Life in Hollywood, below-the-line

Life in Hollywood, below-the-line
Work gloves at the end of the 2006/2007 television season (photo by Richard Blair)

Sunday, September 7, 2014

Back to School



Traffic was already starting to build under the gray light of dawn as I crept through quiet city streets towards Laurel Canyon, there to make the oh-so-familiar drive up and over the hill from Hollywood to the aptly-named Studio City.  There, on what has become my home lot over the past decade, our little cable sit-com is gearing up for one last 22 episode season.  By late winter of 2015, we’ll have more than a hundred episodes in the can, at which point the above-the-liners on this show will relax into the warm embrace of syndication.  The details of syndication remain a mystery to me, but it will allow the multitude of producers on our show to enjoy a lucrative revenue stream as those hundred+ episodes run and re-run on cable networks for many years to come. 

For them, the grind of having to write, re-write, and crank out fresh episodes for this show will be over.  Most will go on to new shows at some point, but some might just get off the merry-go-round and relax by the pool, secure in the knowledge that syndication money is rolling into their bank accounts with the soothing regularity of waves crashing onto the beach.

I’ll bet that’s a nice feeling.  

There will be nothing for rest of us, of course -- those who did the heavy lifting required to put those hundred shows on the screen.  At the end of the season we’ll do what we always do: wrap the equipment until the stage is once again empty, then shake hands and go our separate ways, each of us melting back into the Hollywood jungle to hunt for the next job.  

But that'll be then and this is now, and there are many mountains of work to climb before the former becomes the latter.

I’m not bitching about any of this, mind you -- it is what it is and has always been.  If my heart was set on getting a share of that syndication gold, I should have turned my efforts to becoming a producer rather than settling for the life of a juicer.  When you make your bed in Hollywood, you'd better be ready to sleep in it. 

Still, four and a half months is a long time to be unemployed in this town.  I spent much of that dealing with family issues back on the Home Planet before returning to LA and the tender mercies (read: bi-weekly financial infusions) of the California Department of Employment. With the summer shows fully crewed-up and the new Fall season not yet underway, nobody I knew was hiring.  So I made the best of it, writing a few blog posts, getting some work in on the book, and trying not to get too fat and lazy.  I'm not one to go to the gym, but kept up my usual forty-five minute routine of stretching and core-work every morning, using a bicycle to run errands rather than the car during the day, and taking a nice long walk in the evenings.  That all helped, but nothing keeps you in shape for work like work -- and not having touched lamps or cable for a very long time, I knew my re-entry to the world of physical labor on set would be a challenge.

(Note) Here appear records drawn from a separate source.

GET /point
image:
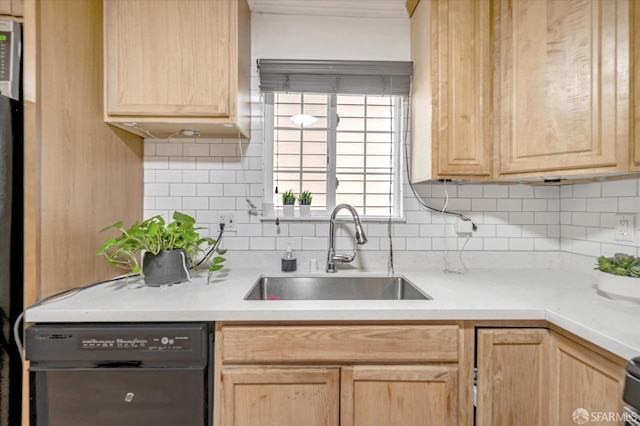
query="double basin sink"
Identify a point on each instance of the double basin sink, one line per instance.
(340, 287)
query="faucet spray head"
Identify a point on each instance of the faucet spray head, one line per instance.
(361, 238)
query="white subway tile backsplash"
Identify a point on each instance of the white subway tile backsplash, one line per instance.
(209, 189)
(182, 189)
(535, 205)
(587, 190)
(619, 188)
(496, 191)
(470, 191)
(509, 205)
(521, 218)
(546, 191)
(158, 163)
(546, 218)
(223, 150)
(521, 191)
(418, 244)
(205, 176)
(608, 204)
(573, 204)
(222, 203)
(195, 176)
(209, 163)
(301, 229)
(195, 203)
(484, 204)
(586, 219)
(521, 244)
(315, 243)
(508, 231)
(182, 163)
(156, 189)
(169, 149)
(169, 203)
(195, 150)
(496, 244)
(262, 243)
(546, 244)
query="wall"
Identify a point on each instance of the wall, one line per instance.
(205, 176)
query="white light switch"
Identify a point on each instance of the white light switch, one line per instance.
(625, 227)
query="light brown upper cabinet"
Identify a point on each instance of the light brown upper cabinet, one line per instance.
(173, 65)
(635, 48)
(561, 87)
(451, 93)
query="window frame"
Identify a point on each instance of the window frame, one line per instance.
(400, 109)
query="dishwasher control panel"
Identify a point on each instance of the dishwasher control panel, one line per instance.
(144, 342)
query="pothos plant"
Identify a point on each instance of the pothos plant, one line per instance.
(620, 264)
(154, 235)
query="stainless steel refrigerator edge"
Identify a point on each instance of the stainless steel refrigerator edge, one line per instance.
(11, 219)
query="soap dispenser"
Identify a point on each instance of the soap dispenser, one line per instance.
(289, 262)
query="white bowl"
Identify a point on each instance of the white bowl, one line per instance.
(619, 287)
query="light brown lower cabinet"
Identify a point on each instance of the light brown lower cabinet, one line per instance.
(512, 378)
(584, 382)
(347, 396)
(413, 374)
(535, 377)
(399, 396)
(280, 396)
(347, 374)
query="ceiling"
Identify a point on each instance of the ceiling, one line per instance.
(350, 8)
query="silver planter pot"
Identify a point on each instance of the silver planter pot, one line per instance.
(166, 267)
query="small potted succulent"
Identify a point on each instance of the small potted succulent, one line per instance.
(288, 201)
(304, 199)
(619, 276)
(168, 250)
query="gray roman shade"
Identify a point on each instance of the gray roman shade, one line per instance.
(343, 77)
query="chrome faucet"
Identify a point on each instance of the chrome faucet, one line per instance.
(361, 238)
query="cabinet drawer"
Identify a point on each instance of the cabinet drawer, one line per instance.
(339, 343)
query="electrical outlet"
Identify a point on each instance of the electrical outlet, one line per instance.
(464, 228)
(229, 220)
(625, 227)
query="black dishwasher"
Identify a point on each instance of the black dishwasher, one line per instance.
(120, 374)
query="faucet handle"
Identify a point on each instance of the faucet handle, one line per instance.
(343, 258)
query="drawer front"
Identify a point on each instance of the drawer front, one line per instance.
(339, 343)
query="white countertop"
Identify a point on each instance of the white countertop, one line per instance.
(564, 298)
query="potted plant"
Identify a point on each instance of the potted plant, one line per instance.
(304, 199)
(619, 276)
(168, 250)
(288, 200)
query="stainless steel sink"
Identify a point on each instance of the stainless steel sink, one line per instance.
(335, 288)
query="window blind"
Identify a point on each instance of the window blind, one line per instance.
(339, 77)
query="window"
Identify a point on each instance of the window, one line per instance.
(350, 149)
(350, 154)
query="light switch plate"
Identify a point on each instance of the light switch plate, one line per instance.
(625, 227)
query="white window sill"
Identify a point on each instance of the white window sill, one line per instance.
(325, 218)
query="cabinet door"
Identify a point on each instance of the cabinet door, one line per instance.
(583, 379)
(169, 58)
(562, 86)
(451, 126)
(512, 377)
(280, 396)
(399, 396)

First, though, the challenge of Laurel Canyon.  After such a long stretch of very limited driving, it was a rude awakening to be thrust back into the white-knuckle stampede of over-caffeinated LA assholes in their BMWs, Audis, and Range Rovers, each frantic to get to work before the rest of Los Angeles awakened to clog the roads. But I refused to succumb to their lead-foot morning madness.  With a Beemer inches from my bumper heading up the canyon, I maintained a steady six-mph-over-the-limit pace, keeping my eyes on the road and off the mirror.  

Fuck that jerk and the expensive German horse he rode in on.

He blew past me at Mulholland, of course, where the north-bound Laurel Canyon finally opens up into two lanes, then raced down into the valley towards his Very Busy Day at his Very Important Job.  

My old, faded credential still worked at the studio gates, allowing me into the parking structure, and soon I was pedaling my ancient beater-bike with very little air in the tires across the lot to our stage.  The sets were mostly up -- slightly different this year, but essentially the same -- and the painters were hard at work turning the lightweight construction of luan and one-by-three pine into a convincing simulacrum of a real house.  There were smiles and handshakes all around as the grip and electric crews renewed acquaintances.  Then came the rumble of a high-torque motor and a hiss of hydraulics as the first forklift pulled in through the big elephant doors to deposit a heavy load of lamps. Many more would follow before this day was done.

The long wait finally over, our work now begins. The next weeks will be hard going as we push the big rock up the steep hill one more time, but after the spring/summer layoff, returning to this show -- as familiar and comfortable as a pair of old shoes by now -- harkens back to another end-of-summer ritual: heading back to school when I was a kid.

Truth be told, I never really looked forward to school, but this feels very good indeed.